Currently, the GTX 970 and AMD Radeon R9 390 fill the middle space, the cards most gamers will buy to run their games at full detail. The GTX 1070 will cost a little bit more than the card it replaces, the 970, by about £30 but it will provide nearer the power of the current top end cards for that price.
What this means is that for anyone coming in to PC gaming or for those looking to change their £250 card for something at a similar price range, it’s going to be a huge upgrade for very little extra cost.
This is also the area where AMD looks set to try and address with their forthcoming cards, so for those on the cautious side it might be work waiting, but for our money the GTX 1070 is a very exciting proposition.
Founders Edition and other GTX 1080 cards
Every generation, Nvidia releases a ‘reference’ card, their own card made to their own standard which actually becomes the benchmark card. This year they’ve renamed this the Founders Edition. The other difference is that reference cards have traditionally only sold near to launch but this new Founders card should be available for the life of the product.

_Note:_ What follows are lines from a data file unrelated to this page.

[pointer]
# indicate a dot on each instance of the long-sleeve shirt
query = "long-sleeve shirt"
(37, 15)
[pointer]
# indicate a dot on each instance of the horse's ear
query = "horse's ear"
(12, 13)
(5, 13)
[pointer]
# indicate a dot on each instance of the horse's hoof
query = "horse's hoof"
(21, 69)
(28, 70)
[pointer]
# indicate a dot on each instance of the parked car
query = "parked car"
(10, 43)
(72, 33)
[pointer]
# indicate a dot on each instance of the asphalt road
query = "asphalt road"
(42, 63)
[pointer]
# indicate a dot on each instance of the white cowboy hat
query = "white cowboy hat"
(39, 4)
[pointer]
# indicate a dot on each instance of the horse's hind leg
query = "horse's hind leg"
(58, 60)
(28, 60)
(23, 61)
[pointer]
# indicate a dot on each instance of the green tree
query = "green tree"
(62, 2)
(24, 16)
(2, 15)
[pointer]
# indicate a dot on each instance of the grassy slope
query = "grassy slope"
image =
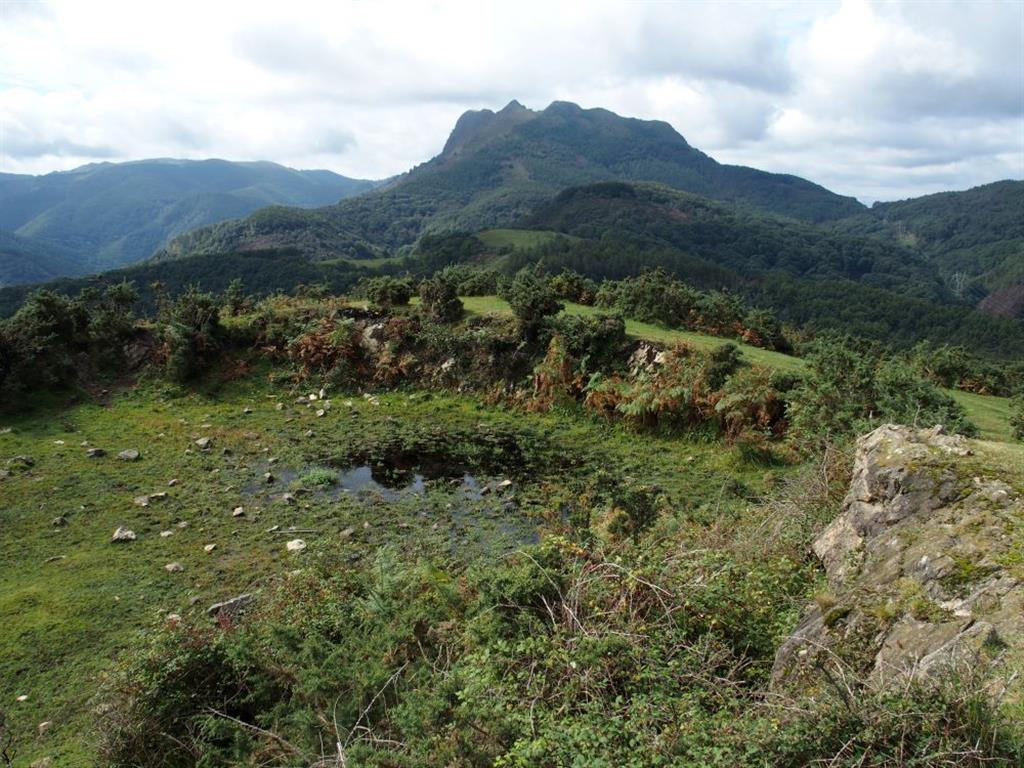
(61, 623)
(518, 239)
(990, 414)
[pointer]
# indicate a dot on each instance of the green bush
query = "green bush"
(852, 388)
(439, 299)
(386, 292)
(1017, 416)
(532, 300)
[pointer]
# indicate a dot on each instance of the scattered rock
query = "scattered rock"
(123, 535)
(230, 607)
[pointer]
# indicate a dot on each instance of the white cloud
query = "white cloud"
(873, 99)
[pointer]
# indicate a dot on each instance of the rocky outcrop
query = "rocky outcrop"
(925, 566)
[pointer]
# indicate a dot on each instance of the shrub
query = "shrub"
(439, 299)
(189, 330)
(1017, 416)
(852, 388)
(531, 299)
(386, 292)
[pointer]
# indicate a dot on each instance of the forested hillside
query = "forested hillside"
(497, 167)
(105, 215)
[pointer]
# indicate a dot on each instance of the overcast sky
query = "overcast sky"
(880, 100)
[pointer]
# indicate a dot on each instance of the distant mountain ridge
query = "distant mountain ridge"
(104, 215)
(498, 167)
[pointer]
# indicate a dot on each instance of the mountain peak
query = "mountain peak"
(477, 126)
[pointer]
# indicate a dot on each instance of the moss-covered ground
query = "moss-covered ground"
(71, 600)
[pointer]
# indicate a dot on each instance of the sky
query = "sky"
(882, 100)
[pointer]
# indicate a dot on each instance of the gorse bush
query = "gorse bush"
(1017, 417)
(852, 388)
(385, 292)
(40, 345)
(439, 298)
(189, 332)
(532, 300)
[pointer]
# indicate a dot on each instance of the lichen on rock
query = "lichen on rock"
(923, 567)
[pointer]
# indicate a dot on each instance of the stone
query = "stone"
(918, 561)
(230, 607)
(123, 534)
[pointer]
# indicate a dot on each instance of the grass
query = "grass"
(518, 239)
(989, 413)
(64, 622)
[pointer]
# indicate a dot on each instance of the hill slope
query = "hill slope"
(497, 167)
(107, 215)
(975, 239)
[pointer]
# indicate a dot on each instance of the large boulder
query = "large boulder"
(925, 565)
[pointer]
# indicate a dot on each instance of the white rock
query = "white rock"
(123, 535)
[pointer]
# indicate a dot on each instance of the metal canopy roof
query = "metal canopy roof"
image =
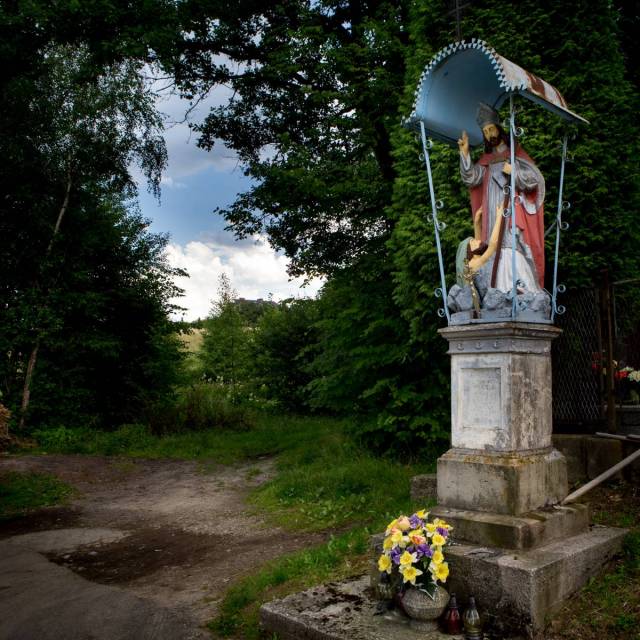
(464, 74)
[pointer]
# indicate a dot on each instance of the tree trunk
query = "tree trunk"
(26, 389)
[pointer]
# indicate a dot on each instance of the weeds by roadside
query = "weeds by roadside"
(21, 492)
(609, 606)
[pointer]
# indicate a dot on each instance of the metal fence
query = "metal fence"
(600, 338)
(576, 360)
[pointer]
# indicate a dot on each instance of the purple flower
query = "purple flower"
(415, 521)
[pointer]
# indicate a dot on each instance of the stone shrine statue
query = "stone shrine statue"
(484, 262)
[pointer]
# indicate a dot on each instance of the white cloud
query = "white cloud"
(168, 181)
(255, 271)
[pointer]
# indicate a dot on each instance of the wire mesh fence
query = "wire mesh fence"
(577, 364)
(592, 359)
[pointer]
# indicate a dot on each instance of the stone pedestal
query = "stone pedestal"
(502, 460)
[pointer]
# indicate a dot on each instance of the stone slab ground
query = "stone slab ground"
(338, 611)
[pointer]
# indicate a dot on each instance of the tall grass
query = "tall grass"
(21, 492)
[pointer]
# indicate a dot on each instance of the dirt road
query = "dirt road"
(173, 533)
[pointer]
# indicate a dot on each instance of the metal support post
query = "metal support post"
(437, 226)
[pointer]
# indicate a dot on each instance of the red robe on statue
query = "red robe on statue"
(530, 224)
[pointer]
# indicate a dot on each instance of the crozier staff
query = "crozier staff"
(486, 180)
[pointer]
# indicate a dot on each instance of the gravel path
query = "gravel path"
(172, 533)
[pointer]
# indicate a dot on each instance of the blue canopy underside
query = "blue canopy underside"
(465, 74)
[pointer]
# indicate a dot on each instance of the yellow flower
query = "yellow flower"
(396, 536)
(442, 572)
(416, 537)
(438, 540)
(407, 558)
(384, 563)
(410, 573)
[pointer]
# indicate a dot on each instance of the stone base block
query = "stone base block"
(530, 530)
(340, 611)
(509, 484)
(523, 588)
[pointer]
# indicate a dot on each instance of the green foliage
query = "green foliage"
(364, 364)
(227, 340)
(207, 406)
(283, 346)
(333, 485)
(268, 435)
(21, 492)
(319, 89)
(84, 286)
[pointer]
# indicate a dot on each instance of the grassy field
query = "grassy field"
(192, 341)
(609, 606)
(22, 492)
(326, 482)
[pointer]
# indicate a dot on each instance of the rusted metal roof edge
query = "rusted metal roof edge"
(511, 77)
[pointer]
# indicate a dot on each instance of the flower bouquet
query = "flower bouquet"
(629, 384)
(412, 553)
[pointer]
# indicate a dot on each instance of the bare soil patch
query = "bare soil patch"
(190, 532)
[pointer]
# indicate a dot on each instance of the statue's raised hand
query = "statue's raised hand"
(463, 144)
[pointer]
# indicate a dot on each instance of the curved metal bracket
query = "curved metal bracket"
(437, 226)
(560, 226)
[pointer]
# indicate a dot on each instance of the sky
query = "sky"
(193, 185)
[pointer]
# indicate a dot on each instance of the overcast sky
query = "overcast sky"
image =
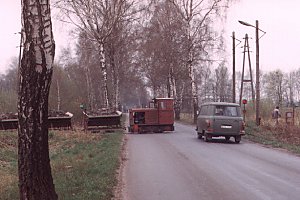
(278, 48)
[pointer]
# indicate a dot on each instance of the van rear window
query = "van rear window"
(230, 111)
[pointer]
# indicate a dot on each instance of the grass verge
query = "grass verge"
(84, 166)
(278, 137)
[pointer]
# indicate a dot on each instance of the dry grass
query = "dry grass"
(83, 164)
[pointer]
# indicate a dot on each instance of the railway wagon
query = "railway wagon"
(158, 117)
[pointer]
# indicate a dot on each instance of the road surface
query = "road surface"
(178, 166)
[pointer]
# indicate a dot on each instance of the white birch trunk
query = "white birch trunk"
(104, 74)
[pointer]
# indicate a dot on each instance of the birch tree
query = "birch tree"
(98, 19)
(198, 16)
(35, 179)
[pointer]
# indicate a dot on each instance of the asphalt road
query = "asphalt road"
(178, 166)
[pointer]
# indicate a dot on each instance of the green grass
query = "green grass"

What you’ll see today is that many of the big graphics card companies will be announcing their own GTX 1080 cards. Nvidia licence out their technology and companies like MSI, EVGA and ASUS will tinker with them, add their own branding and features and often sell them for less than the Founders Edition costs.
Which one you choose will depend on many things; cost, colours (trust me, it’s important if you have a PC with a clear window!), features, cooling etc. All of them will do much the same thing but some will be slightly faster, cooler or use less power from the computer’s power supply. I’ll hold my hand up now and say I’m swayed slightly by flashy lights!
So, do I need a new GTX card?
If you’re new to PC gaming and are only just looking for a new PC then it’s a great time to buy. The GTX 1080 is out today and many of the big PC manufacturers have already started selling PCs with the cards in. Wait a month and the GTX 1070 will be out, offering new gamers enough speed for pretty much everything they want to do at half the price of this card.
For those upgrading it really depends on what card you already have and how much you really want a PC capable of 4K gaming. The GTX 1070 will no doubt be fine for most people and is an ideal upgrade from the 970, but if you already have a powerful card like the GTX 980 then it doesn’t make as much sense as the GTX 1080.